A lack of awareness, or simply delayed reporting, was at the root of the Yahoo breach, which happened two full years before it came to light in 2016. The fact that Yahoo exposed 500 million users’ data dating back to 2014 nearly scuttled the company’s acquisition deal with Verizon, and cut the bid price by $350 million. Ouch.

External and internal threats

Other recent high-profile incidents have included the massive DDoS attack on Dyn, the domain provider. Hackers turned about 100,000 household webcams, DVRs and other devices — seemingly innocuous household appliances — into an overwhelming force for the dark side. The Democratic National Committee was hacked in 2016, and WikiLeaks published 20,000 DNC emails during the American election cycle, with disastrous consequences for the Democratic presidential candidate.

It’s easy to look at these incidents and blame nefarious outside hackers, but that’s not always the case. Some of the largest security breaches are inside jobs. The attack on Sony that delayed the release of the movie “The Interview” was initially blamed on North Korea, but later analysis shifted blame to an insider. When Ashley Madison (a website for people looking to have extramarital affairs) was hacked and its customers’ names published, the CEO quickly suspected the breach was an inside job.

Puppet can’t close all the doors to these types of attacks, but it can provide insight across your infrastructure that can help you respond and recover more quickly and confidently.

Compliance Issues

Not all security issues have to do with purposeful hacks and attacks. For many IT teams, the challenge is maintaining strict rules and regulatory requirements for everything from credit card data to health information privacy. Failing to maintain compliance can put your organization at risk of everything from lost business to substantial fines — or worse.

Today, security experts advise that organizations must limit their exposure by developing a realistic threat posture. What’s the value of the data you’re protecting? How much does it cost to protect that data? Asking these questions helps determine the value of security measures that can lower your risk.

Government agencies, both U.S. and international, rely on Puppet to help meet strict compliance requirements. Like commercial organizations, governments reduce risk by deploying Puppet modules that enforce specific and repeatable standards.

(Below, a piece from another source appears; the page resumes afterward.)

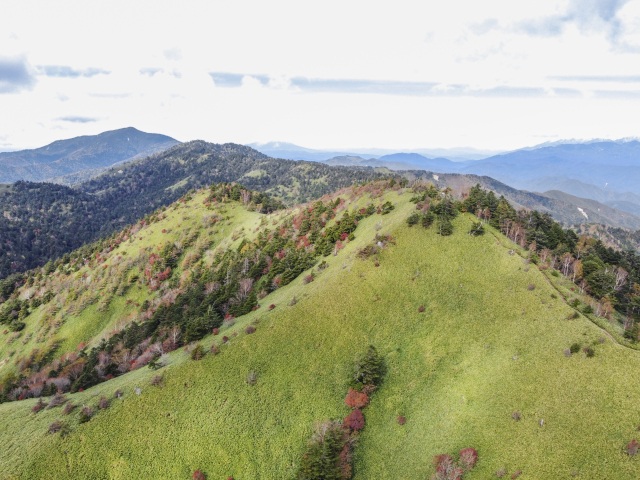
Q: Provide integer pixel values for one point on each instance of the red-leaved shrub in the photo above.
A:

Many organizations help meet compliance requirements by developing role-based access control (RBAC) and embracing the concept of least privilege — granting access to systems only to the people and machines that require it. Insider attacks often happen when past users aren’t deleted, or their privileges are not revoked. What happens when internal processes break down, or don’t exist in the first place.

With Puppet, you can create and enforce better processes that can help safeguard against tampering by both internal and external sources, with automated corrective action.

It all begins by establishing a baseline.

Creating a baseline

Establishing a common baseline is a great way to improve security because it forces you to define what you want and need. If you’ve already established a security and compliance baseline and you’re enforcing it on your infrastructure, you are well ahead of most. Many teams don’t do this, even though security experts tell us the surest way to detect a problem is to know what you have in the first place. For example, is your firewall supposed to open port 22 to the world — or just to your subnet? Do you have that document? If it’s not written down anywhere, how does your team distinguish between a policy and a security hole?

Deploy what you want, need and must have

A good baseline includes things like firewall rules, SSH permissions, regulatory requirements and everything you promised your customers to be contractually compliant.

You might well start by establishing firewall rules — not just universal ones, but rules that are appropriate to each type of system you manage. This can be notoriously difficult to do.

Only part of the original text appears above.